O lírio e o charco
Podemos ler na Revista Espírita de abril de 1859 um
excelente artigo de Allan Kardec intitulado “Quadro da
vida espírita”. O mestre demonstra ali alta capacidade
como escritor, e a sua visão abrangente sobre os
assuntos causa a impressão de que nada lhe escapa à
análise justa e perspicaz.
É certo reconhecer em Allan Kardec um espírito evoluído,
preparado para a exposição das melhores ideias. Claro
que os espíritas sabem disso, mas nunca é demais realçar
suas qualidades, como estímulo para que se leia cada vez
mais sua obra, seus ótimos trabalhos, inclusive os
publicados na Revista Espírita, de 1858 a meados de
1869.
Nesse artigo, Kardec trata da situação dos espíritos na
erraticidade e das várias formas de compreensão moral a
que estão submetidos, segundo o nível de adiantamento em
que se encontram.

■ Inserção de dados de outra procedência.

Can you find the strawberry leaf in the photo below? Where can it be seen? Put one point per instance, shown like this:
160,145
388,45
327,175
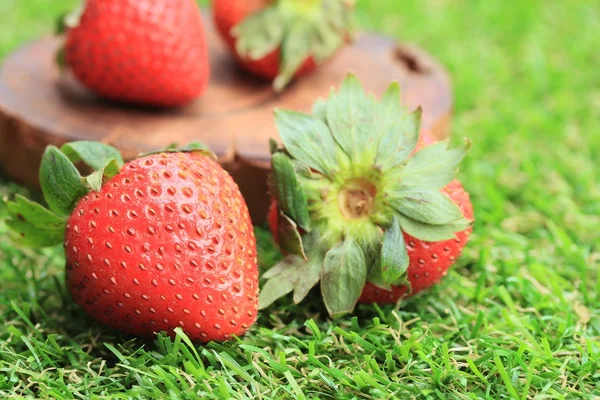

É um escrito bem esclarecedor.
Ele explicita a situação dos espíritos mais elevados,
descendo na hierarquia aos menos elevados, passando
pelos espíritos vulgares, nem bons nem maus, até chegar
ao “que se pode chamar de a escória do mundo espírita,
constituída de todos os Espíritos impuros, cuja
preocupação única é o mal”. A estes últimos, descreve-os
como sofredores que desejam que todos sofram; são
invejosos de toda superioridade; investem contra os
homens, excitando-lhes as paixões ruins; instigam a
discórdia, separam os amigos, provocam rixas, espalham o
erro e a mentira, em suma, o que os domina é o desejo de
desviar do bem.
O desfecho de “Quadro da vida espírita” é interessante e
exatamente o que se poderia esperar de um homem
totalmente compromissado com a verdade e com o
esclarecimento dos seus semelhantes, como foi Allan
Kardec.
A desigualdade de níveis evolutivos entre os habitantes
da erraticidade, descrita no artigo, e as
características abomináveis da “escória do mundo”
espiritual poderiam indignar a maioria: “Mas por que
permite Deus que assim seja?” E Allan Kardec surpreende,
finalizando o texto: “Deus não tem que nos prestar
contas. Dizem-nos os Espíritos superiores que os maus
são provações para os bons e que não há virtude onde não
há vitória a conquistar. Aliás, se esses Espíritos
malfazejos se acham na Terra, é que aqui encontram eco e
simpatia. Console-nos o pensamento de que, acima deste
lodo que nos cerca, existem seres puros e benevolentes
que nos amam, nos sustentam, nos encorajam e nos
estendem os braços, atraindo-nos, a fim de nos
conduzirem a mundos melhores, onde o mal não encontra
acesso, desde que saibamos fazer aquilo que devemos para
o merecer”.
Orientação bem própria para os dias que vivemos. O lírio
pode florescer em meio ao charco.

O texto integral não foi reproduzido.